Almost A KO
Emerging director Chan Tai-lee gives veteran Patrick Tam his best role in years – and still lets him get beat up.
Fight for Tomorrow
Director: Chan Tai-lee • Writer: Chan Tai-lee
Starring: Patrick Tam, Locker Lam, Mark Cheng, Ying Chi-yuet
Hong Kong • 1hr 41mins
Opens Hong Kong June 19 • IIB
Grade: B
Chan Tai-lee’s Fight for Tomorrow | 拼命三郎 is, for the most part, the daddy issues sports drama you think it’s going to be – operative words there “for the most part.” The second in what Chan hopes will be a Tomorrow Trilogy, Fight is grounded in the hoary machinations of a father reconnecting with his estranged son, helping him train up for a self-defining athletic contest of some kind and healing them both in the process. Yawn. But the funny thing is Chan does a pretty decent job of bending the formula to his will and wringing a solid drama about lost time, regret, redemption and moving on out of the familiar fabric. The film’s been a while coming; it first screened at HKAFF back in 2024, but there’s no reason to fear disaster awaits from a distributor is trying to sweep it away. Chan cut his teeth as a screenwriter – he contributed to Wilson Yip’s Ip Man franchise – and finally made his directorial debut with Tomorrow is Another Day, which mined the little details of life in public housing surrounded by gossips and idiots for its mother-special needs son drama – and he applies that intimate eye to the storytelling here. It would be easy to toss Fight on the pile with other recent sports dramas like One Second Champion, One More Chance and YOLO, but it’s less sentimental and more emotionally observant than any of those.

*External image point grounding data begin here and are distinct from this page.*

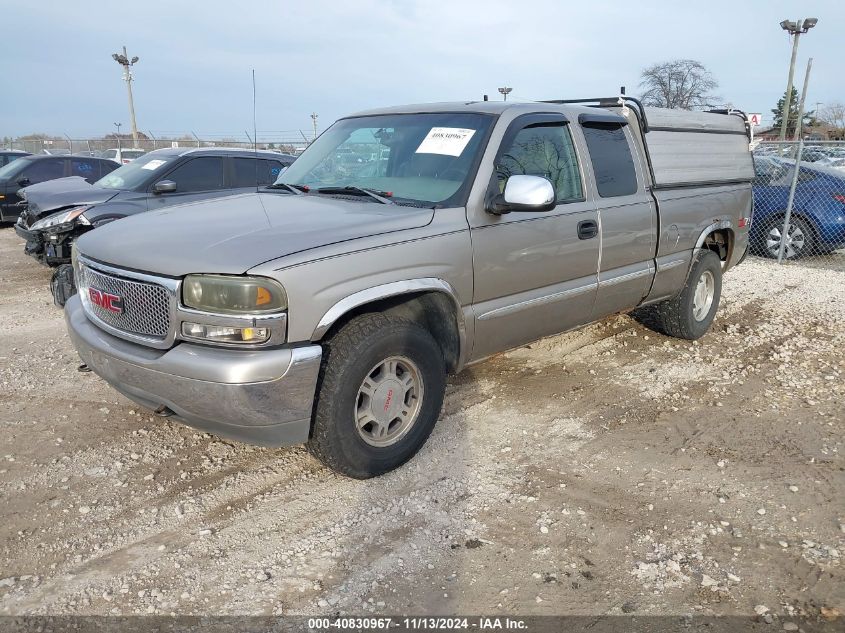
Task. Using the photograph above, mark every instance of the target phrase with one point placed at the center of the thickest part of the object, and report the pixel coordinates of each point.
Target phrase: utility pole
(795, 29)
(124, 61)
(314, 121)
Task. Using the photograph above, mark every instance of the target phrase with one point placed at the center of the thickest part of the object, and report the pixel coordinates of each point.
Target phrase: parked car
(57, 213)
(31, 170)
(817, 221)
(329, 309)
(123, 156)
(8, 155)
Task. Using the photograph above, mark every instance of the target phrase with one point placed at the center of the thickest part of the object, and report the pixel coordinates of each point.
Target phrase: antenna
(254, 132)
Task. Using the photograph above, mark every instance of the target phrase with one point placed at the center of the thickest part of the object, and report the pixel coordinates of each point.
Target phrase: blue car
(817, 223)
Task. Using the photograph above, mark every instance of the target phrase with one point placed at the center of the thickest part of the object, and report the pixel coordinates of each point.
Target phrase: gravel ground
(610, 470)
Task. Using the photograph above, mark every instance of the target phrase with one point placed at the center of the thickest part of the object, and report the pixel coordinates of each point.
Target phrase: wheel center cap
(387, 400)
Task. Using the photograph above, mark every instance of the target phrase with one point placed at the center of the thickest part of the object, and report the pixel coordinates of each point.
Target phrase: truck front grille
(144, 306)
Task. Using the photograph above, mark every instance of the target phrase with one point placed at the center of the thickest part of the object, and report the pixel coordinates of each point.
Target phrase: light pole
(314, 121)
(795, 29)
(124, 61)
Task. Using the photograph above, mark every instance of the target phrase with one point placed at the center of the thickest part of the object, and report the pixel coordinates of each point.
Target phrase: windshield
(136, 173)
(418, 158)
(13, 169)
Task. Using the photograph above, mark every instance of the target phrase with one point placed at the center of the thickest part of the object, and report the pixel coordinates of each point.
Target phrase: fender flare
(395, 289)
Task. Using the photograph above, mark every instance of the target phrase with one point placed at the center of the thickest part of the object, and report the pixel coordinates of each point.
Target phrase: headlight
(233, 295)
(62, 217)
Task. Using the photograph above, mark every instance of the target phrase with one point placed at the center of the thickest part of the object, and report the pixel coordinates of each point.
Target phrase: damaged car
(56, 213)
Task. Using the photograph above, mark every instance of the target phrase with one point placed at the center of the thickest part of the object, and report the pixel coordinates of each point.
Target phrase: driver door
(535, 273)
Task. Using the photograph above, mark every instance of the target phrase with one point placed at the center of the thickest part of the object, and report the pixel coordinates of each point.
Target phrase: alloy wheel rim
(795, 241)
(702, 300)
(388, 402)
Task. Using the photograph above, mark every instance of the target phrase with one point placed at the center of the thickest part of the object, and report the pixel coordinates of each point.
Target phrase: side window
(198, 174)
(543, 150)
(85, 168)
(43, 170)
(611, 157)
(246, 170)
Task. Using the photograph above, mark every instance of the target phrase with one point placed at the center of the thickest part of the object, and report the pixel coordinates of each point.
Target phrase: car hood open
(54, 195)
(233, 234)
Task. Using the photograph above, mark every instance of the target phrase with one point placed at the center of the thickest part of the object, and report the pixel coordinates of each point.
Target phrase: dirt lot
(605, 471)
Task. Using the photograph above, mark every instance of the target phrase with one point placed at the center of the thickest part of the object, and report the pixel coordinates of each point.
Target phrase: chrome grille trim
(154, 325)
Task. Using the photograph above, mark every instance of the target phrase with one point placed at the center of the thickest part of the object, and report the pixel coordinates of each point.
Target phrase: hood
(53, 195)
(233, 234)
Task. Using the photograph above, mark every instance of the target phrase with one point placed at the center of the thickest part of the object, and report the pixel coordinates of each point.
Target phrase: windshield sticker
(450, 141)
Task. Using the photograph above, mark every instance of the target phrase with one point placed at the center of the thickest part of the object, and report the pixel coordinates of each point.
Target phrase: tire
(62, 284)
(359, 427)
(801, 243)
(687, 315)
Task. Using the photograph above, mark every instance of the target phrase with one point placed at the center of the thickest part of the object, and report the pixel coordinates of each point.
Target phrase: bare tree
(681, 84)
(833, 115)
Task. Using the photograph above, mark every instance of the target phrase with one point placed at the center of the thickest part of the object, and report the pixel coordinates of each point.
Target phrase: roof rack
(604, 102)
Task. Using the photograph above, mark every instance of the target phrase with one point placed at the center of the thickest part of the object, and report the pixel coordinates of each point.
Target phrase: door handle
(587, 229)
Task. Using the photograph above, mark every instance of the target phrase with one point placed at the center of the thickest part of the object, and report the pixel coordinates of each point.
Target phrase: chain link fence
(799, 214)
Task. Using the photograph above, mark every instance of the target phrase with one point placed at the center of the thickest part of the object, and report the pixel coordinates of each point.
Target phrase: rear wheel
(381, 387)
(62, 284)
(689, 314)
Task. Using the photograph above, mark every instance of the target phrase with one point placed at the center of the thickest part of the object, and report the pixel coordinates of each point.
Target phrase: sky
(335, 58)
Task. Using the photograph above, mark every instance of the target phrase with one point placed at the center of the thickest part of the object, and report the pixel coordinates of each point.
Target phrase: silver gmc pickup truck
(403, 245)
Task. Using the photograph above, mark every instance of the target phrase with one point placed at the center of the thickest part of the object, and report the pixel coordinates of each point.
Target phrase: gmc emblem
(107, 301)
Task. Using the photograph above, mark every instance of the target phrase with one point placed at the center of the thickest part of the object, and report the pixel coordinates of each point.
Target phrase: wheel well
(435, 311)
(720, 242)
(795, 215)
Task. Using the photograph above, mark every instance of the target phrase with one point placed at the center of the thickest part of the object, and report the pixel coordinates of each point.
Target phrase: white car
(123, 156)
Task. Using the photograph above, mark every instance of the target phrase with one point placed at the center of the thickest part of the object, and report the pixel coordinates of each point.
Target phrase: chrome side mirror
(525, 193)
(164, 186)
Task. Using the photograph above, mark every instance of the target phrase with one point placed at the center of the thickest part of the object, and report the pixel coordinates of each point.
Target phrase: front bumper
(260, 397)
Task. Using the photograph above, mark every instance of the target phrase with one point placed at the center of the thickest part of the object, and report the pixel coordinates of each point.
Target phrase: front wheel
(689, 314)
(382, 381)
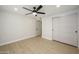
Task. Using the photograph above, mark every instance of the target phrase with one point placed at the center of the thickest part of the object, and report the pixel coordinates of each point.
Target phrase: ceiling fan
(35, 10)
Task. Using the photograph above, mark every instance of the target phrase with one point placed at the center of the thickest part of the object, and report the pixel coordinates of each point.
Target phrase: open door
(65, 29)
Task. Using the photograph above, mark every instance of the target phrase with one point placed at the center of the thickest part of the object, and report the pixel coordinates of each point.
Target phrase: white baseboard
(46, 38)
(18, 40)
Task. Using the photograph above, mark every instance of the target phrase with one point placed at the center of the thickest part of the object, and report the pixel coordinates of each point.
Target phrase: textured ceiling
(48, 9)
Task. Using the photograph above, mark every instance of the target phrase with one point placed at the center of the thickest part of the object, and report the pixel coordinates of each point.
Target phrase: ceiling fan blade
(39, 7)
(41, 13)
(26, 8)
(28, 13)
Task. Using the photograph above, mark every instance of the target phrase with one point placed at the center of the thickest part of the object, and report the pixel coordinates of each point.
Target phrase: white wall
(14, 27)
(47, 28)
(78, 29)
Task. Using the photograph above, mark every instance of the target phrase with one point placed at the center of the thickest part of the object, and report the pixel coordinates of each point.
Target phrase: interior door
(65, 29)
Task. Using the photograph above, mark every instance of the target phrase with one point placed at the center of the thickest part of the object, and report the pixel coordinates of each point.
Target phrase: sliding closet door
(65, 29)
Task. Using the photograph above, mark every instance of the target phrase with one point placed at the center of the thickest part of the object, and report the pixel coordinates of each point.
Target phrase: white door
(65, 29)
(39, 27)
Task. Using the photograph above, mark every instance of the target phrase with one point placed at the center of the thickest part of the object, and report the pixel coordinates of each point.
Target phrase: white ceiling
(48, 9)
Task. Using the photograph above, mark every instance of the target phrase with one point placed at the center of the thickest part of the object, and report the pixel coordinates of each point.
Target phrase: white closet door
(65, 29)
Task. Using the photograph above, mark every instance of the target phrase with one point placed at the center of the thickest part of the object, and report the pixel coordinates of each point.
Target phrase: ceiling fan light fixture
(16, 9)
(34, 13)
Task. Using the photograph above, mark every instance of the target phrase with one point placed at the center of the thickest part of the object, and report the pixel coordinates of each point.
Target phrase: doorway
(39, 28)
(65, 29)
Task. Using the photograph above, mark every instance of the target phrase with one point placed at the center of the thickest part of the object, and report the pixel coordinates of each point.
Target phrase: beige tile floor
(38, 45)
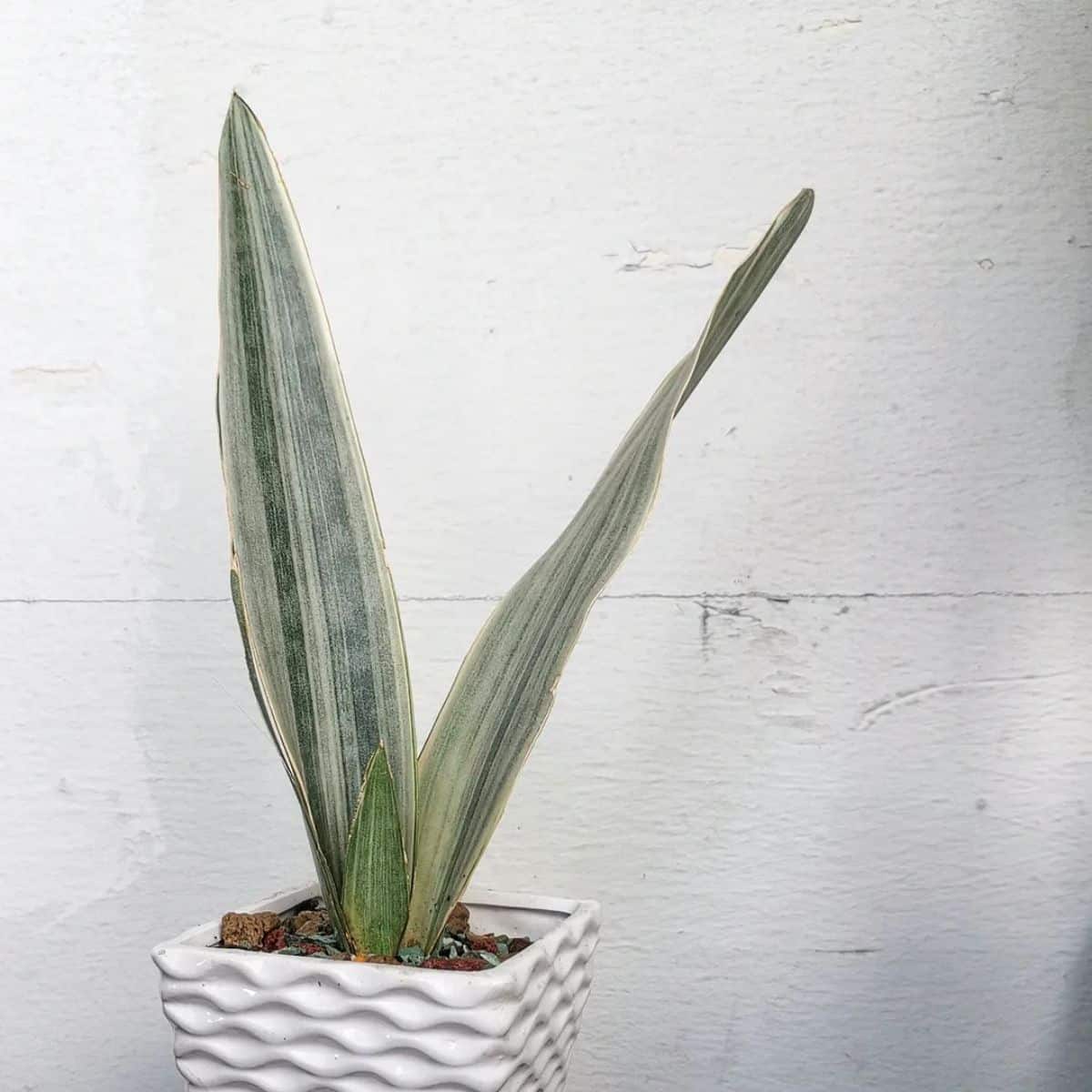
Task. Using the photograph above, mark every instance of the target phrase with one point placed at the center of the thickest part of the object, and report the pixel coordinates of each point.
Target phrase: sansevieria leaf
(315, 595)
(505, 687)
(377, 885)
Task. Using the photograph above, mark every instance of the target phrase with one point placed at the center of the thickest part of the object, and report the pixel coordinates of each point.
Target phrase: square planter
(258, 1022)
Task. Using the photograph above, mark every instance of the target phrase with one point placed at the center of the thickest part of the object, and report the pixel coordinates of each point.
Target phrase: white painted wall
(844, 841)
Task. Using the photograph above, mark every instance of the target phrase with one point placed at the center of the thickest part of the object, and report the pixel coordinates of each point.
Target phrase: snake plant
(394, 835)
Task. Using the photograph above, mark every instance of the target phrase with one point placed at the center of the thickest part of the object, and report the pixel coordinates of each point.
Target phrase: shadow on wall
(1070, 1068)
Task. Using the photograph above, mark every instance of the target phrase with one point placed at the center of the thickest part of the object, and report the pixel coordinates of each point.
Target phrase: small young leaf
(377, 885)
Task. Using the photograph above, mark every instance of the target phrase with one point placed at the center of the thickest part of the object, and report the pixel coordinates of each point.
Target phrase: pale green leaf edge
(243, 126)
(463, 787)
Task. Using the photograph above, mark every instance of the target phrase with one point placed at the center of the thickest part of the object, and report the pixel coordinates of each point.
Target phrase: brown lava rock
(459, 920)
(246, 931)
(481, 944)
(274, 940)
(459, 964)
(309, 922)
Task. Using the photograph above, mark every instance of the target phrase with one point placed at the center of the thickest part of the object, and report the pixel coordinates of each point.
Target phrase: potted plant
(376, 999)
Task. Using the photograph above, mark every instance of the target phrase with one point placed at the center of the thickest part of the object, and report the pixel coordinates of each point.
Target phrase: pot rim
(199, 938)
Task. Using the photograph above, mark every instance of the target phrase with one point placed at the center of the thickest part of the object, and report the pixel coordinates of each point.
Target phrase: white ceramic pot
(257, 1022)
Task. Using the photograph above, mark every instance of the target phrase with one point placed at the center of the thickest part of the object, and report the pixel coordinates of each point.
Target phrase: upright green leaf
(505, 687)
(320, 614)
(377, 885)
(331, 894)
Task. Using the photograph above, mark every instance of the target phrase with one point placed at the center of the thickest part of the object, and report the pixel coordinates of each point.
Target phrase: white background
(824, 753)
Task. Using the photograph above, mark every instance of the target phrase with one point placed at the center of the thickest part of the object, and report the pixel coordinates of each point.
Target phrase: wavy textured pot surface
(256, 1022)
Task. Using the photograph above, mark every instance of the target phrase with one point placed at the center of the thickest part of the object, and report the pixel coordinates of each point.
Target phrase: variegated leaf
(377, 885)
(505, 687)
(320, 614)
(331, 894)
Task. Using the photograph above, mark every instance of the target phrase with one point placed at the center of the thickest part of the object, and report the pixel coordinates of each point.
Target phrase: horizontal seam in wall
(671, 596)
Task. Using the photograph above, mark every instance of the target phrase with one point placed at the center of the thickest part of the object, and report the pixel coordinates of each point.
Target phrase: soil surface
(305, 931)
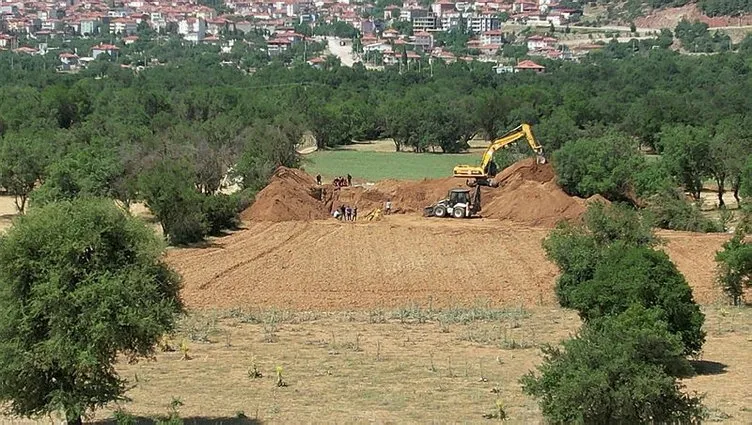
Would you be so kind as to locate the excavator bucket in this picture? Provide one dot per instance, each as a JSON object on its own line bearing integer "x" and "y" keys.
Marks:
{"x": 373, "y": 215}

And it stars with underrated perpetual second-stinger and punching bag (seriously this guy gets the shit kicked out of him all the time) Patrick Tam Yiu-man as Shek Sam-long, a washed up petty gangster working as a shady as shit parking valet after getting out or prison. Sam-long got stung with an eight-year bit for his old boss, Lee Man-sei (veteran Mark Cheng Ho-nam) and now toils in the shadows, living in a noisy rooftop flat, his dreams of opening his own nightclub long since dead. One night after a street fight (because of course), Sam-long finds himself in a holding cell at the local cop shop with his son, Shek Tau (Locker Lam Ka-hei, impressive in a pre-Cesium Fallout and Smashing Frank performance) AKA Stone, who really wants nothing to do with what he considers an absentee father. But as it goes in movies, they eventually get to talking again after Sam-long bails Stone out of jail and discovers he’s a budding Muay Thai fighter, and a pretty good one. What better way to bond than through training for a big tournament?
As it happens, Stone was in lock-up for defending himself against a bully of a fellow gym rat, David Lee (singer Ying Chi-yuet), another Muay Thai fighter who’s likely to be Stone’s opponent in the forthcoming tourney. Also as it goes in movies, David is Man-sei’s son. Who’d have guessed? Needless to say there is a lot of lying, cheating, reckoning, coming-of-age, reconciliation and catharsis for all involved, with a dose of excellent boxing action and some good ol’ fashioned Hong Kong crime bust-ups on the side, particularly a glass-smashing face-off between Sam-long and Man-sei.
Two things Fight for Tomorrow most definitely has going for it: a blessed lack of firm resolution for the main players and a stand-out performance by Tam, who probably hasn’t been this compelling since Beast Cops. I mean, he’s always good value and usually makes whatever he’s in a little bit better (Raging Fire, Where the Wind Blows) but Chan’s given him a real character to chew on – one part dad trying to make up for lost time and one part allegory for Hong Kong; it was written during the lost years of 2019-20. Throw in a supporting cast that includes some of the city’s sturdiest actors (Ben Yuen Foo-wah, Sherming Yiu Lok-yee, Law Lan and Lo Wing-cheong) and Chan’s delivered an unsurprising but genuine family drama that knows how to make its tropes work for it rather than against it – or in spite of it. Bring on part three.